Depuis un siècle, de nombreux traités ont été signés de manière bilatérale, pour organiser la taxation des entreprises. Ces traités sont actuellement très critiqués. Pourquoi ?
Ces traités ont été conçus pour éviter la double taxation des entreprises, à la fois par leur pays d’origine et les pays où elles ont établi des filiales. Mais l’OCDE craint aujourd’hui que ces traités permettent à certaines multinationales, entre autres de l’industrie numérique, de payer trop peu d’impôt. C’est dans ce contexte qu’une modification du traité standard qui sert de modèle à la grande majorité des traités bilatéraux, est actuellement envisagée. Certains suggèrent qu’il serait préférable d’avoir un traité multilatéral pour imposer des règles uniformes, mais on connaît les difficultés à aboutir sur de tels projets.
Au-delà de ces problèmes d’optimisation fiscale, vous dites que les sociétés numériques ont des caractéristiques particulières qui incitent à réfléchir à des modalités de taxation spécifiques ?
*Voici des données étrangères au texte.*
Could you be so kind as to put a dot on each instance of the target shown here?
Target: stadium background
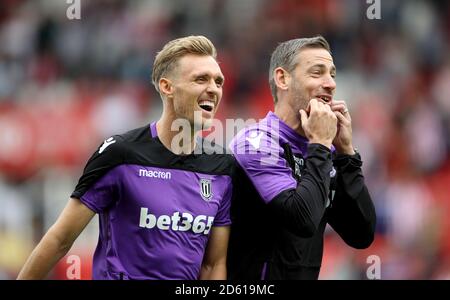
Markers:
(65, 85)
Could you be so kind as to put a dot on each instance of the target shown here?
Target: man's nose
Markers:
(213, 88)
(329, 83)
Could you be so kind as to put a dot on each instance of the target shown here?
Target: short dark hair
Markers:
(285, 54)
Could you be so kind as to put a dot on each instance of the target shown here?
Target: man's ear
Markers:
(166, 87)
(282, 78)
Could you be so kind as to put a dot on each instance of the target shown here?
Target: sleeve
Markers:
(352, 214)
(97, 187)
(299, 207)
(259, 154)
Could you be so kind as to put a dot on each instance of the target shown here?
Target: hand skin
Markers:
(320, 126)
(343, 139)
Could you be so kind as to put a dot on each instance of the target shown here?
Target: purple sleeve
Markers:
(102, 193)
(223, 213)
(258, 152)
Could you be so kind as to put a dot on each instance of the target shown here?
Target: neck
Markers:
(289, 117)
(181, 140)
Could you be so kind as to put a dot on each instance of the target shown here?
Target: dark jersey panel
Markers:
(156, 208)
(139, 147)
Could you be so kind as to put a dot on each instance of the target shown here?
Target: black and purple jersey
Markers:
(156, 209)
(287, 191)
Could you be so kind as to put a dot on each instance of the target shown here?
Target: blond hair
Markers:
(166, 59)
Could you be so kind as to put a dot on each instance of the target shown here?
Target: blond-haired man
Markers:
(163, 206)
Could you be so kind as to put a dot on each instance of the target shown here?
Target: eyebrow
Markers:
(322, 66)
(219, 77)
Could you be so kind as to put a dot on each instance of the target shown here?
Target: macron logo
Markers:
(154, 174)
(106, 143)
(254, 139)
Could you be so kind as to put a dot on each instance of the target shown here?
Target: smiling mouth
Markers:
(206, 105)
(325, 98)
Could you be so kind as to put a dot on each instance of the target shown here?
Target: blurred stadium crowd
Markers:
(65, 85)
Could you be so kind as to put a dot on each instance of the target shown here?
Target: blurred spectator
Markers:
(67, 84)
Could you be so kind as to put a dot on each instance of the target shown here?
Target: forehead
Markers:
(312, 56)
(195, 64)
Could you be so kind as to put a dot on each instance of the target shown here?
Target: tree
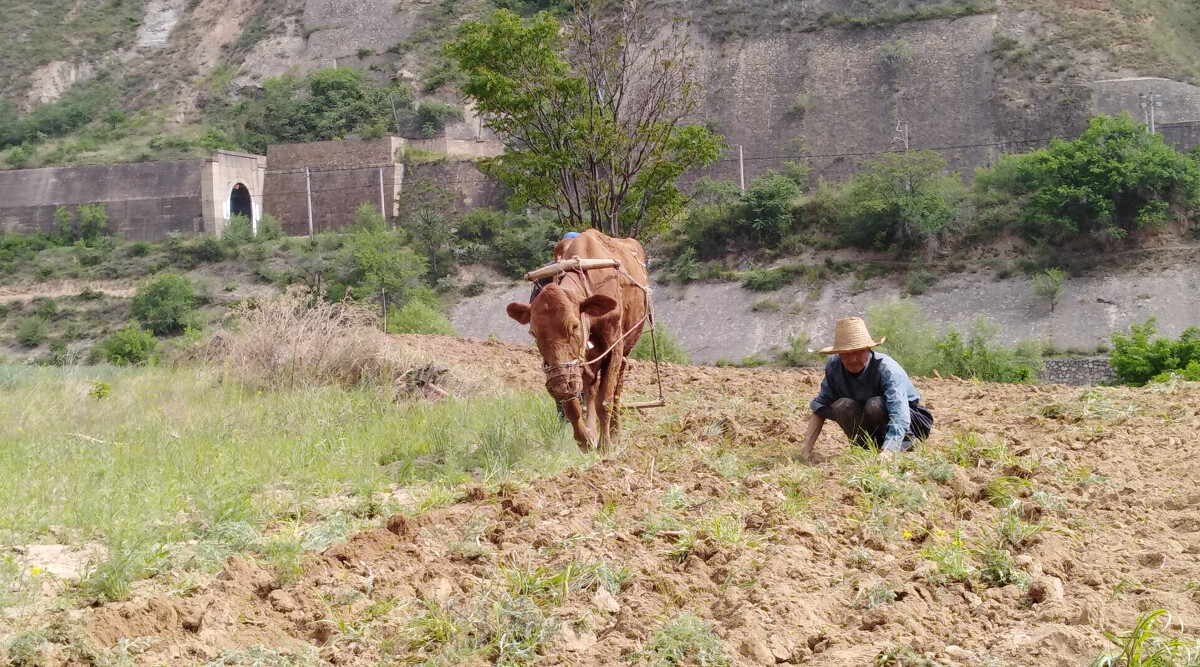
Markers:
(900, 198)
(1114, 179)
(592, 114)
(1049, 286)
(426, 211)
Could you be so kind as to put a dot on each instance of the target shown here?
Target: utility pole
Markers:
(1149, 101)
(383, 211)
(307, 181)
(901, 133)
(742, 169)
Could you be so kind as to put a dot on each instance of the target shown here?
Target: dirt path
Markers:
(706, 512)
(55, 289)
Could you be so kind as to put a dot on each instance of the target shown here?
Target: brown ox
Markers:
(603, 307)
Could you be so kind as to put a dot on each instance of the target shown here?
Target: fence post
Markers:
(307, 180)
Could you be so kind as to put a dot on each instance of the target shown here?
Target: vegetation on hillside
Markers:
(592, 132)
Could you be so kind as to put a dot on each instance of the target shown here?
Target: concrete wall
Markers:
(221, 173)
(1078, 372)
(144, 200)
(1180, 101)
(1183, 136)
(343, 175)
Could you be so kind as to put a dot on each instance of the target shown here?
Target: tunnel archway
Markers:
(240, 203)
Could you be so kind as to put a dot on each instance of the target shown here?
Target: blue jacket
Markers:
(881, 377)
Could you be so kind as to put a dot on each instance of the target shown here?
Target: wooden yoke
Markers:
(575, 264)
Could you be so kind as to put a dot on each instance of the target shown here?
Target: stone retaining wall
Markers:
(1078, 372)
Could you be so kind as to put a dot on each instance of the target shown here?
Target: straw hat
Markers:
(851, 335)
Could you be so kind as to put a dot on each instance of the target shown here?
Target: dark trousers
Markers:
(867, 425)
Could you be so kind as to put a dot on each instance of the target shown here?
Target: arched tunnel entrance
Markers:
(240, 203)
C’est un sujet de recherche tout à fait nouveau, que les économistes commencent juste à défricher. Les grands réseaux sociaux sont profitables, non seulement à cause de leur technologie qui me remplit d’admiration, mais aussi en raison de ce que les économistes appellent des "externalités de réseau" : les internautes fréquentent le site parce qu’ils savent que beaucoup d’autres le fréquentent aussi. Ce sont des nœuds de communication, et comme un nœud de communication n’est utile que s’il réunit beaucoup d’individus, il y en a forcément peu. La concurrence est donc imparfaite. Dans ce contexte, on peut se demander si la dynamique de ces industries n’encourage pas des investissements excessifs. Dans ce contexte, une taxation spécifique serait souhaitable pour limiter ces excès et l’inefficacité économique induite.